Existing instrumental resolving power limitations in ion mobility spectrometry (IMS) often restrict adequate characterization of unresolved or co-eluting chemical isomers. Recently, we introduced a novel chemometric deconvolution approach that utilized post-IM collision-induced dissociation (CID) mass spectrometry (MS) data to extract "pure" IM profiles and construct CID mass spectra of individual components from a mixture containing two IM-overlapped components [J. Am. Soc.

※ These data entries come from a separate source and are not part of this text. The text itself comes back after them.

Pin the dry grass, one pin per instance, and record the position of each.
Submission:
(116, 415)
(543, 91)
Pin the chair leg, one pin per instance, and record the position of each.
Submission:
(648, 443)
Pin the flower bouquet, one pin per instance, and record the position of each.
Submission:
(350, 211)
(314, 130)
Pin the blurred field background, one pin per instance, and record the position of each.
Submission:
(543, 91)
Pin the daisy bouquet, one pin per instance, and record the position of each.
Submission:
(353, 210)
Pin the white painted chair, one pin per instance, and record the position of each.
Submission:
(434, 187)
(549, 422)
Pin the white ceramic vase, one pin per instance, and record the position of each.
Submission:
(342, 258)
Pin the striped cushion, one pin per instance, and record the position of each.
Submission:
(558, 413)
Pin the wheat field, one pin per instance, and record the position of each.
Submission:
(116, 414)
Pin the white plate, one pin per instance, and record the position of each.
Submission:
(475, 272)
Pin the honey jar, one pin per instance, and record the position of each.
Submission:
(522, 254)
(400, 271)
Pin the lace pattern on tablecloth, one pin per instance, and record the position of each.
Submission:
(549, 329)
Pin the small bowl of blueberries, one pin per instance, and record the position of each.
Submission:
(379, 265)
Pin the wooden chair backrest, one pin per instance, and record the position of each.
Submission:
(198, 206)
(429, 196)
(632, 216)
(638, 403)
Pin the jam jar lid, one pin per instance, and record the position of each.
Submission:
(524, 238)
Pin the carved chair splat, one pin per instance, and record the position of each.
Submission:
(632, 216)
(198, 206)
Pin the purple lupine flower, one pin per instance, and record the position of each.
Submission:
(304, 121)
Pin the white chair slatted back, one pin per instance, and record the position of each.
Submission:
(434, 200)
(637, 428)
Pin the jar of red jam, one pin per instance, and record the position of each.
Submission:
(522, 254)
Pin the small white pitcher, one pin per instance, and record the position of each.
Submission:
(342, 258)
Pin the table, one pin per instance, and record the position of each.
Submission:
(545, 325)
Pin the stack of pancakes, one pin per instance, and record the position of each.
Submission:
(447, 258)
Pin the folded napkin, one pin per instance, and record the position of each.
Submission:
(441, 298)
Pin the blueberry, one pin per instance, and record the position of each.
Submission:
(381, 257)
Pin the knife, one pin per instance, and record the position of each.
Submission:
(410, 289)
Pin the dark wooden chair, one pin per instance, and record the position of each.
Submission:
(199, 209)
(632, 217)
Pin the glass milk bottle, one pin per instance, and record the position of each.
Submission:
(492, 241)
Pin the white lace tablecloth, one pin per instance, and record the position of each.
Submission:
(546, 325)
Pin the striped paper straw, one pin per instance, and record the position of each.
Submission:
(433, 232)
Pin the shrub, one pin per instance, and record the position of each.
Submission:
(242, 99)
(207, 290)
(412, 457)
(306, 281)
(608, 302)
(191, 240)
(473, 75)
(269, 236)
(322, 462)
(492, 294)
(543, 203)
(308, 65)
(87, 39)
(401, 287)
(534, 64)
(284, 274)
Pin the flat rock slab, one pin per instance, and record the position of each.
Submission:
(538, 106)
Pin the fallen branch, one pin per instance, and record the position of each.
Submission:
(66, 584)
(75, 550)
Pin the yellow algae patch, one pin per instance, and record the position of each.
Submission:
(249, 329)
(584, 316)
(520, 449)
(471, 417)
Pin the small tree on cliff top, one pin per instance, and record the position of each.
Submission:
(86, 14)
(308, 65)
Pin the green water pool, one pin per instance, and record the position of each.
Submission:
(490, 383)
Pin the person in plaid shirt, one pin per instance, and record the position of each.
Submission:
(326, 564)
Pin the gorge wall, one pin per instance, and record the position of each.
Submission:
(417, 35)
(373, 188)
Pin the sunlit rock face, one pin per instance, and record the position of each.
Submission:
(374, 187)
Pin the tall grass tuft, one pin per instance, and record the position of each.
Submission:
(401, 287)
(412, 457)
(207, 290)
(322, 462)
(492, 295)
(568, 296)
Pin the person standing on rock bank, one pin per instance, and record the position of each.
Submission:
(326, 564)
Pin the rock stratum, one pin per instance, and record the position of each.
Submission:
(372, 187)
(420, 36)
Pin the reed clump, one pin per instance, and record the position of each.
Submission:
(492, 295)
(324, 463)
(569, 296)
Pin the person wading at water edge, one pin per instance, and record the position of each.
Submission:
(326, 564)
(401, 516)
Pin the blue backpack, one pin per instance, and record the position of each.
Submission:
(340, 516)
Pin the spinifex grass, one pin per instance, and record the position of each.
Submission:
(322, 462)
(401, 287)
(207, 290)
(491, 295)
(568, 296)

Mass Spectrom., 2012, 23, 1873-1884]. In this manuscript we extend the capabilities of the IM-MS deconvolution methodology and demonstrate the utility of energy resolved IM deconvolution for successful characterization of ternary and quaternary isomer mixtures with overlapping IM profiles. Furthermore, we show that the success of IM-MS deconvolution is a collision-energy dependent process where different isomers can be identified at various ion fragmentation collision-energies. Details on how to identify a single collision-energy or suitable collision-energy ranges for successful characterization of isomer mixtures are discussed. To confirm the validity of the proposed approach, deconvoluted IM and MS spectra from IM overlapped analyte mixtures are compared to IM and MS data from individually run mixture components. Criteria for "successful" deconvolution of overlapping IM profiles and extraction of their corresponding pure mass spectra are discussed.